Ahh... Chicken. If you could, rip the cooperate card so the opposing player can choose to either lose 1 or lose 2. If your opponent thinks you are crazy (so you will only play defect)... the rational choice is to play cooperate to avoid the worst possible outcome. But if the opposing player is thinking the same, you'll both owe the Grand Master 100 beers. So, who will try and stop the bleeding first? It depends on how risk tolerant the players are and what they believe about the other player.
Neither mutual cooperation nor mutual defection is an equilibrium of the single-shot game (of the repeated game, the folk theorem comes into play... but mutual defection cannot be an equilibrium (without "knowing" incorrect information about the opponent)). CD and DC are the only pure strategy Nash equilibria of the single-shot game (which both happen to be stable). There's a mixed strategy NE in there as well (though it is unstable... like all mixed strategy equilibria) as Octopuppy pointed out (50-50). As long as both players believe the other will play according to it (and both players know it), there is no incentive to deviate from the mixed strategy equilibrium (e.g., it can last more than the first round given the right information).
There is no best strategy without knowing the opponent's strategy (just like I have proven for the prisoner's dilemma in a previous post). So I still believe there is no "best"/logical strategy without extra information (knowledge about the other player, or some history of play, etc). There are definitely some bad (dominated) strategies, but there are lots of good ones too. And as Neida pointed out, Masters of Logic are definitely not myopic... so they'll look at the big picture.
Of course, some extra information won't necessarily result in a best strategy (like knowing the other player is also a Master of Logic).

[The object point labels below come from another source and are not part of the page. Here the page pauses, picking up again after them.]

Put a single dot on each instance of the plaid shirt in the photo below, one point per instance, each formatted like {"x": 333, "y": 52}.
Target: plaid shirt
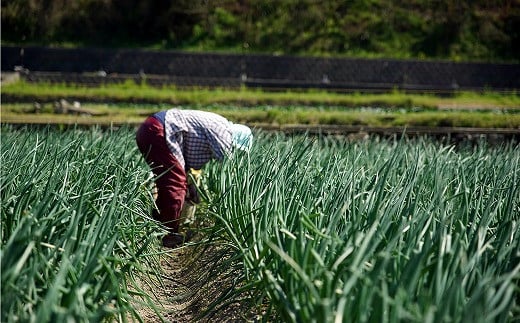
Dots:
{"x": 194, "y": 137}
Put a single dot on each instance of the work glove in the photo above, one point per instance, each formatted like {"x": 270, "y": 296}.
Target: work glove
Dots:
{"x": 192, "y": 195}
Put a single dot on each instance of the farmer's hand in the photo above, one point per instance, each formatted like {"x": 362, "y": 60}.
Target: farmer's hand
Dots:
{"x": 192, "y": 195}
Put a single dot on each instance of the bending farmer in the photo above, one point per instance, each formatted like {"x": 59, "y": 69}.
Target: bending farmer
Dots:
{"x": 174, "y": 141}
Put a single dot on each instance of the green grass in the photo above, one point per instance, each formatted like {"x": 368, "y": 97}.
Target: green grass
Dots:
{"x": 129, "y": 103}
{"x": 261, "y": 116}
{"x": 76, "y": 239}
{"x": 132, "y": 92}
{"x": 377, "y": 231}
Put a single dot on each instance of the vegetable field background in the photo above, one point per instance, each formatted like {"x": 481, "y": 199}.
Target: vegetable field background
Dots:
{"x": 303, "y": 229}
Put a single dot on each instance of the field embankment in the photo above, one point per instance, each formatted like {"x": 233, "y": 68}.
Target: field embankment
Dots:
{"x": 129, "y": 103}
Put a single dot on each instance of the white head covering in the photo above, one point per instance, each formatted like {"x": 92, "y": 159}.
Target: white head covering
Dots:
{"x": 242, "y": 136}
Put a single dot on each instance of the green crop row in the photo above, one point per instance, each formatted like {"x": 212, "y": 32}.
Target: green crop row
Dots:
{"x": 75, "y": 237}
{"x": 323, "y": 230}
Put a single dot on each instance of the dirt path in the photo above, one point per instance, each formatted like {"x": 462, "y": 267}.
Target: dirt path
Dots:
{"x": 184, "y": 294}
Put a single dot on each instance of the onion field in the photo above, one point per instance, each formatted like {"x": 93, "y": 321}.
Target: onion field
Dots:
{"x": 305, "y": 228}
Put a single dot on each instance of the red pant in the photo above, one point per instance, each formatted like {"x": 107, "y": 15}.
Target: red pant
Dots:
{"x": 170, "y": 176}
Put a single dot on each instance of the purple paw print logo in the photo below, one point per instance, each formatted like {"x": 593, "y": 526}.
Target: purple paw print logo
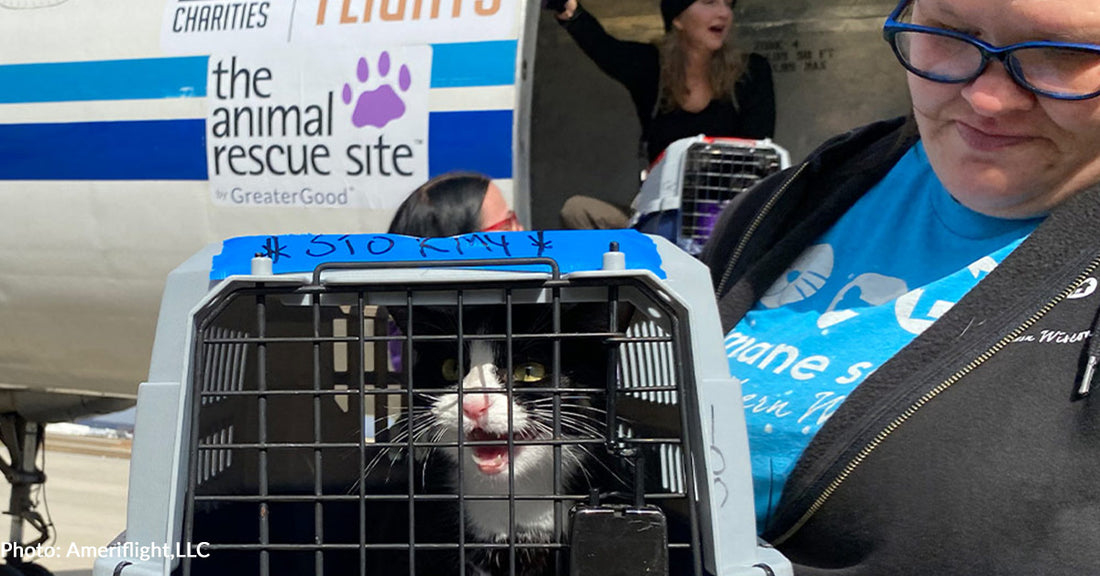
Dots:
{"x": 378, "y": 107}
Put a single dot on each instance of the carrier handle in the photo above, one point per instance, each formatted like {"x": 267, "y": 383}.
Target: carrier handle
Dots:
{"x": 554, "y": 270}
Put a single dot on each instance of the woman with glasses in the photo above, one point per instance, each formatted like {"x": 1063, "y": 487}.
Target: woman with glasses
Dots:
{"x": 454, "y": 203}
{"x": 693, "y": 80}
{"x": 913, "y": 310}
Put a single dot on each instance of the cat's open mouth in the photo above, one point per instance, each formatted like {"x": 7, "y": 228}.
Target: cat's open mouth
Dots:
{"x": 493, "y": 458}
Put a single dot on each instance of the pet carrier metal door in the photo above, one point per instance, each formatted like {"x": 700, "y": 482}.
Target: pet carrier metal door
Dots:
{"x": 694, "y": 179}
{"x": 526, "y": 414}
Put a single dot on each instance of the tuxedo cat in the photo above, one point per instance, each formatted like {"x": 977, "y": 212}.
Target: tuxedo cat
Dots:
{"x": 485, "y": 417}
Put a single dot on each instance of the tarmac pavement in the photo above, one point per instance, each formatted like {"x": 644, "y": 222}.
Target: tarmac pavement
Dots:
{"x": 85, "y": 497}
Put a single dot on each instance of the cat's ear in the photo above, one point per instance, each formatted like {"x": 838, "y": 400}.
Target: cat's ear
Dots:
{"x": 596, "y": 317}
{"x": 426, "y": 319}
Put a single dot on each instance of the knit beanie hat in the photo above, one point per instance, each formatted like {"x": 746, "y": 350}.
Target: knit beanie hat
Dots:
{"x": 671, "y": 9}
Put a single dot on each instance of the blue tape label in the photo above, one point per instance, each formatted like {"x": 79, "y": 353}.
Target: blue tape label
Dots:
{"x": 573, "y": 251}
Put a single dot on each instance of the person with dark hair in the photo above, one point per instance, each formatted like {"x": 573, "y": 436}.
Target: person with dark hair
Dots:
{"x": 694, "y": 80}
{"x": 913, "y": 313}
{"x": 454, "y": 203}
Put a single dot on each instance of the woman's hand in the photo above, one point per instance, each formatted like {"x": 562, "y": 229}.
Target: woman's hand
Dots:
{"x": 567, "y": 9}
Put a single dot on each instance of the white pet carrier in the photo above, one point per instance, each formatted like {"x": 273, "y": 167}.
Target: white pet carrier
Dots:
{"x": 694, "y": 178}
{"x": 283, "y": 432}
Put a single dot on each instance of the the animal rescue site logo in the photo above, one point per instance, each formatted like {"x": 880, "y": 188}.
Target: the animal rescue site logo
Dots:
{"x": 284, "y": 126}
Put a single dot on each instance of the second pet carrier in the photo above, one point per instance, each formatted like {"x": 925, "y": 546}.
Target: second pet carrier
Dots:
{"x": 495, "y": 403}
{"x": 694, "y": 178}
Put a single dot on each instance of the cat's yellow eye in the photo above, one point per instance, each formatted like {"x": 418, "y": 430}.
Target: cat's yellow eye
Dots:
{"x": 450, "y": 369}
{"x": 529, "y": 372}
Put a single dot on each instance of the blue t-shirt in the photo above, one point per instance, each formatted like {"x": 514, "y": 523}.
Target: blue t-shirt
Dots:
{"x": 893, "y": 264}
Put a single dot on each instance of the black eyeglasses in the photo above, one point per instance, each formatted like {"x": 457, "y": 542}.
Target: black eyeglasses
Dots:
{"x": 1063, "y": 70}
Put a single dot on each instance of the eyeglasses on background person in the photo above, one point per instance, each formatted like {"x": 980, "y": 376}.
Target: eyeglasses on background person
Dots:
{"x": 509, "y": 223}
{"x": 1062, "y": 70}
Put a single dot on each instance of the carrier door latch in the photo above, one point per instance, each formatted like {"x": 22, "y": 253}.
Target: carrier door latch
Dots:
{"x": 618, "y": 540}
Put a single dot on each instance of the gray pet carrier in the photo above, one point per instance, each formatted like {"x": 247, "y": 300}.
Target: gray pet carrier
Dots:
{"x": 525, "y": 402}
{"x": 693, "y": 180}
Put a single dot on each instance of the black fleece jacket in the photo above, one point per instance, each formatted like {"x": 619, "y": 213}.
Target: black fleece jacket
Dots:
{"x": 637, "y": 67}
{"x": 967, "y": 453}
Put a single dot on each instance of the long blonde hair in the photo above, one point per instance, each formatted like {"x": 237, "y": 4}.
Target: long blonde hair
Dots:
{"x": 727, "y": 65}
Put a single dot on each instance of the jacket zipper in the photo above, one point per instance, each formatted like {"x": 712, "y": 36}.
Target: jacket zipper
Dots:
{"x": 752, "y": 226}
{"x": 881, "y": 436}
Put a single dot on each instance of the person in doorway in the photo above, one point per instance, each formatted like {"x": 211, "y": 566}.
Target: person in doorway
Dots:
{"x": 694, "y": 80}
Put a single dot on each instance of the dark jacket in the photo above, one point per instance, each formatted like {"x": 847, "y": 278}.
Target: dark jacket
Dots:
{"x": 637, "y": 67}
{"x": 968, "y": 453}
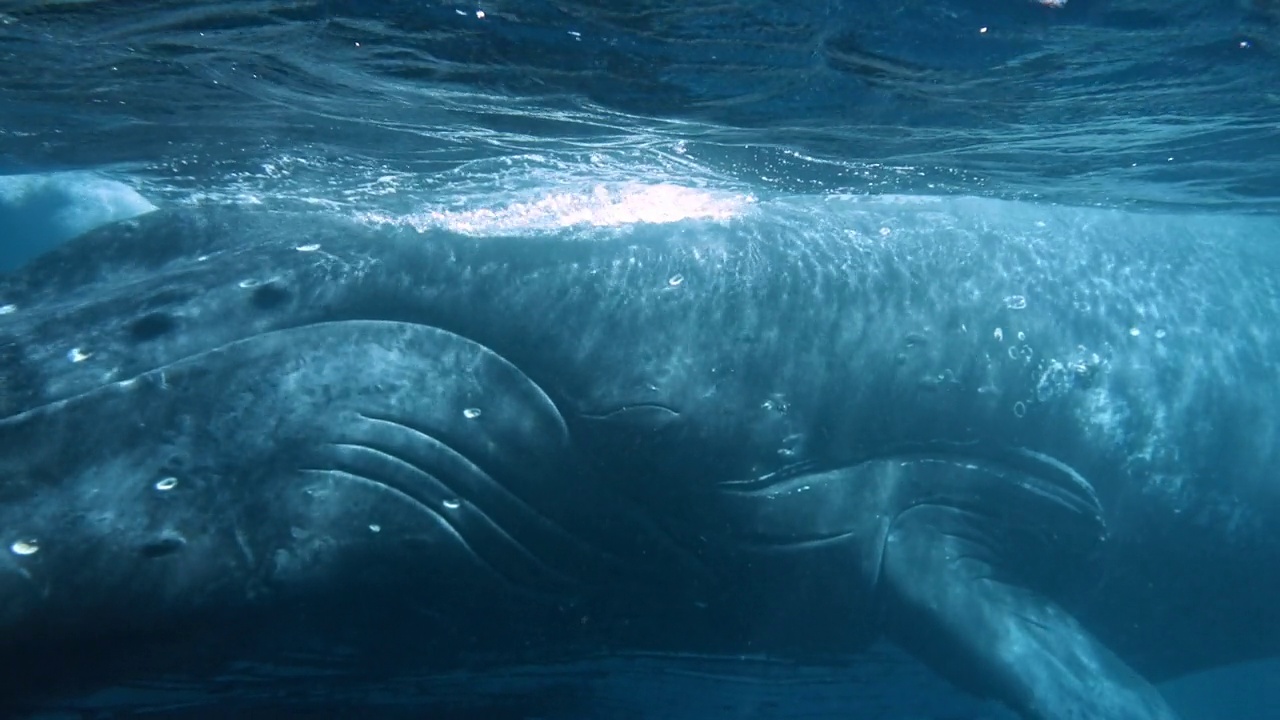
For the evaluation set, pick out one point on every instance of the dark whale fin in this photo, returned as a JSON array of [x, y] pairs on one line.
[[965, 557]]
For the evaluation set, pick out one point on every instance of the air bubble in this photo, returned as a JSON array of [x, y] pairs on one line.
[[24, 547]]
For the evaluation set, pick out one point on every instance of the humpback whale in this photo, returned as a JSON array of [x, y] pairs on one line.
[[1041, 461]]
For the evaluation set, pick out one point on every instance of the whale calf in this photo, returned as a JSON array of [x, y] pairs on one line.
[[1034, 449]]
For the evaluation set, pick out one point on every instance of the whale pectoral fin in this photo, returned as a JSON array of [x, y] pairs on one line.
[[961, 573]]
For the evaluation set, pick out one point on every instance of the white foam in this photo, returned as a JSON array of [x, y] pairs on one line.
[[600, 206]]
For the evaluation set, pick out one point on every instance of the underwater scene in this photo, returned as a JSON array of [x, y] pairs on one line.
[[652, 359]]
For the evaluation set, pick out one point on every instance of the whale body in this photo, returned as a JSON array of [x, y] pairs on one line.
[[1034, 452]]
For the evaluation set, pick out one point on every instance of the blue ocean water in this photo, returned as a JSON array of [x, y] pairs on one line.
[[538, 117]]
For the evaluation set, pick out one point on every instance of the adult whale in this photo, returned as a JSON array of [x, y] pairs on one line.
[[1040, 460]]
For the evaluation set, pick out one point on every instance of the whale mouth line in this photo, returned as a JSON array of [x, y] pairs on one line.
[[631, 409]]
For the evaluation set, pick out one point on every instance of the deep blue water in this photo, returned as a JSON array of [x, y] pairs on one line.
[[536, 115]]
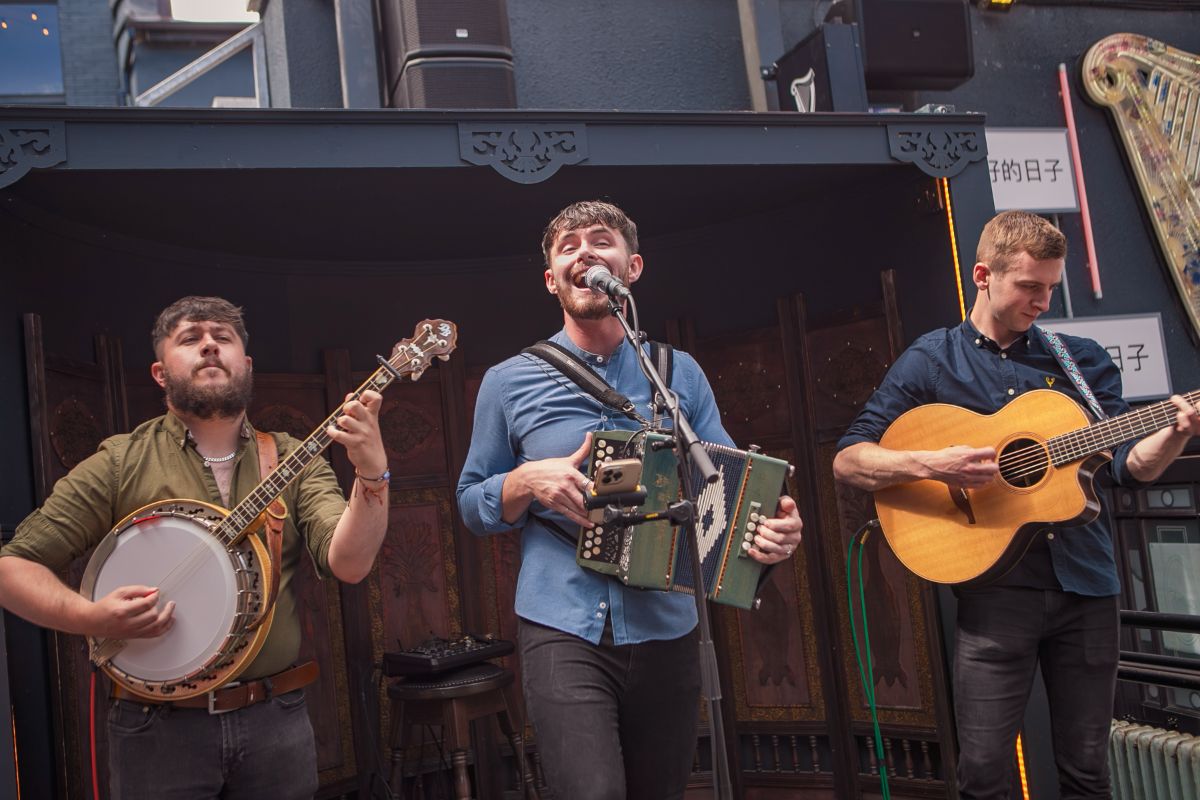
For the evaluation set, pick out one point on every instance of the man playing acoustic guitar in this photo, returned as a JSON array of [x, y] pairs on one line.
[[1059, 605], [251, 739]]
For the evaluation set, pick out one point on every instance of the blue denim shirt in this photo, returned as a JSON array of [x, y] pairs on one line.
[[527, 410], [964, 367]]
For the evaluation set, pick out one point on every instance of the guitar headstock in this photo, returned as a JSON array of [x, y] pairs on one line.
[[431, 338]]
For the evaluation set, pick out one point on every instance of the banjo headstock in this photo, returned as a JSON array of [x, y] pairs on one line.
[[431, 338]]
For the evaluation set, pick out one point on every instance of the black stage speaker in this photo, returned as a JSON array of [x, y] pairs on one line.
[[823, 72], [455, 83], [427, 42], [916, 43]]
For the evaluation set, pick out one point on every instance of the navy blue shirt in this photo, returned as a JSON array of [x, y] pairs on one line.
[[527, 410], [964, 367]]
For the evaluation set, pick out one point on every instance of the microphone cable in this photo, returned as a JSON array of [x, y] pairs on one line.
[[868, 673]]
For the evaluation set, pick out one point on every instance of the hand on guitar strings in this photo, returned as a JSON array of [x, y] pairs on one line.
[[1187, 420], [777, 539], [960, 467], [131, 613], [358, 431]]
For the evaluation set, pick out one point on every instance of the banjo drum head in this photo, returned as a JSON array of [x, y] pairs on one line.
[[191, 567]]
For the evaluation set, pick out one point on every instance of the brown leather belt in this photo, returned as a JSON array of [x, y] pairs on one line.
[[235, 696]]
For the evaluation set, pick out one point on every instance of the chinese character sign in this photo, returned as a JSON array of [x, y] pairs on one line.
[[1135, 343], [1030, 169]]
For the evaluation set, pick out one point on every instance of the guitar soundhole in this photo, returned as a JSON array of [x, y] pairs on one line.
[[1023, 463]]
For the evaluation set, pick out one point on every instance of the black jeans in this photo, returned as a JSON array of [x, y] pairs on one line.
[[267, 750], [1002, 635], [612, 722]]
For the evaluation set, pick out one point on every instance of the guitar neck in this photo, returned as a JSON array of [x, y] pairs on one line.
[[237, 524], [1109, 433]]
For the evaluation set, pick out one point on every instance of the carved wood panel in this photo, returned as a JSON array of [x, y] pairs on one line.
[[72, 407]]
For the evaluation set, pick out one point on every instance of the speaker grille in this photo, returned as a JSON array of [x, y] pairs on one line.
[[431, 28], [916, 43], [455, 83]]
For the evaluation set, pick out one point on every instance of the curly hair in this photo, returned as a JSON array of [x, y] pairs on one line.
[[198, 310], [585, 215]]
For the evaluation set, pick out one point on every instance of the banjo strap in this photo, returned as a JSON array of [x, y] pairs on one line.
[[274, 516]]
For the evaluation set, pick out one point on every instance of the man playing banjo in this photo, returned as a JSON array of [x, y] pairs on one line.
[[205, 450]]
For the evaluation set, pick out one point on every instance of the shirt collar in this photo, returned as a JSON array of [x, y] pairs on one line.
[[179, 432], [990, 344], [591, 359]]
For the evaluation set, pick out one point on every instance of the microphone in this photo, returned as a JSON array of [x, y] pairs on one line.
[[599, 278]]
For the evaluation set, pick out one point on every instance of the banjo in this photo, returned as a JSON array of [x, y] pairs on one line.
[[211, 564]]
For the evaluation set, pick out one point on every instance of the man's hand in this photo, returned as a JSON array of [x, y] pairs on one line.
[[557, 483], [1187, 420], [130, 613], [358, 429], [778, 537], [960, 467]]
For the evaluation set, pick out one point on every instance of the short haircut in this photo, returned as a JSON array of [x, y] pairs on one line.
[[198, 310], [587, 214], [1012, 233]]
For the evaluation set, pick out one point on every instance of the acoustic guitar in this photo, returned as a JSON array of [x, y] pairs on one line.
[[1047, 449]]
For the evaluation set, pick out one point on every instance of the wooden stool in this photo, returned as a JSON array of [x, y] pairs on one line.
[[454, 701]]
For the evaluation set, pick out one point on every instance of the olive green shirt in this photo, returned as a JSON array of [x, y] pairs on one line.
[[159, 461]]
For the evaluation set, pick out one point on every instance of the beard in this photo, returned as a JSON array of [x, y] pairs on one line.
[[595, 306], [209, 402]]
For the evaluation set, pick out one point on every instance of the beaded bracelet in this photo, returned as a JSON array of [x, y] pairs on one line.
[[377, 492]]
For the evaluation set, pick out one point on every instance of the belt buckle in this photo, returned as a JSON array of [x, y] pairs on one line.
[[213, 697]]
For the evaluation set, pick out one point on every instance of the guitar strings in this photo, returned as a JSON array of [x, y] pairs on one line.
[[191, 563], [1069, 446]]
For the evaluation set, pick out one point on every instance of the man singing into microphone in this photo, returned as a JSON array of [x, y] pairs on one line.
[[611, 674]]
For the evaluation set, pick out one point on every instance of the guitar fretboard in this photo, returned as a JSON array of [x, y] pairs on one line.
[[1079, 444], [409, 358]]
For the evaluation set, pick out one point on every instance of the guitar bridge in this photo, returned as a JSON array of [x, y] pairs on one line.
[[961, 500]]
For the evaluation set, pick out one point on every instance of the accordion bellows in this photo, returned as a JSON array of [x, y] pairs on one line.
[[658, 554]]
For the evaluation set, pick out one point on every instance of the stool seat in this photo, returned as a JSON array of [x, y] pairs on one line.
[[454, 701], [469, 680]]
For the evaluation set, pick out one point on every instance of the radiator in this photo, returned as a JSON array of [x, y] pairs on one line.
[[1153, 764]]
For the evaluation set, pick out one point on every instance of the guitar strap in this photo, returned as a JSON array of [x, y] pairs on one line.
[[586, 378], [1068, 364], [276, 512]]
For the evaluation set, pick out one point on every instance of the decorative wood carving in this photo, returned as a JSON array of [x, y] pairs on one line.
[[30, 145], [525, 154]]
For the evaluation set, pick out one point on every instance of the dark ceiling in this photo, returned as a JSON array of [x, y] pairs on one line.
[[381, 217]]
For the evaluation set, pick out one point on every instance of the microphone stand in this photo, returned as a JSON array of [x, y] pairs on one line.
[[689, 452]]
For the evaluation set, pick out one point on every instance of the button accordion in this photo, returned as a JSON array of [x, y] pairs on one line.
[[658, 554]]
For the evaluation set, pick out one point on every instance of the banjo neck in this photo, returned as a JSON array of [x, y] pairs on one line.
[[409, 358]]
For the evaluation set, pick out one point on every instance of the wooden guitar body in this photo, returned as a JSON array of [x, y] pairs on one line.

Logically? (sorry... I had to )
Does it not just depend on the information available to them? If both players know that they both will act according to a specific logic, and that logic includes knowledge that the other player has the exact same available information and will act according to the same logic, why would it be illogical to use that information to know that mutual cooperation would be best (due to the obvious symmetry)? It seems to me that superrationality is simply acting rationally when in the presence of certain extra information (though perhaps with inhibited free will mentioned previously to keep the assumption "everyone will play the same" correct).
What if both players are told that the other is superrational and that both players have exactly the same information, but one retains his free will? Wouldn't the best strategy be to cooperate until the last round (letting the other continue to believe incorrectly that he will always cooperate), and then defect on the last round?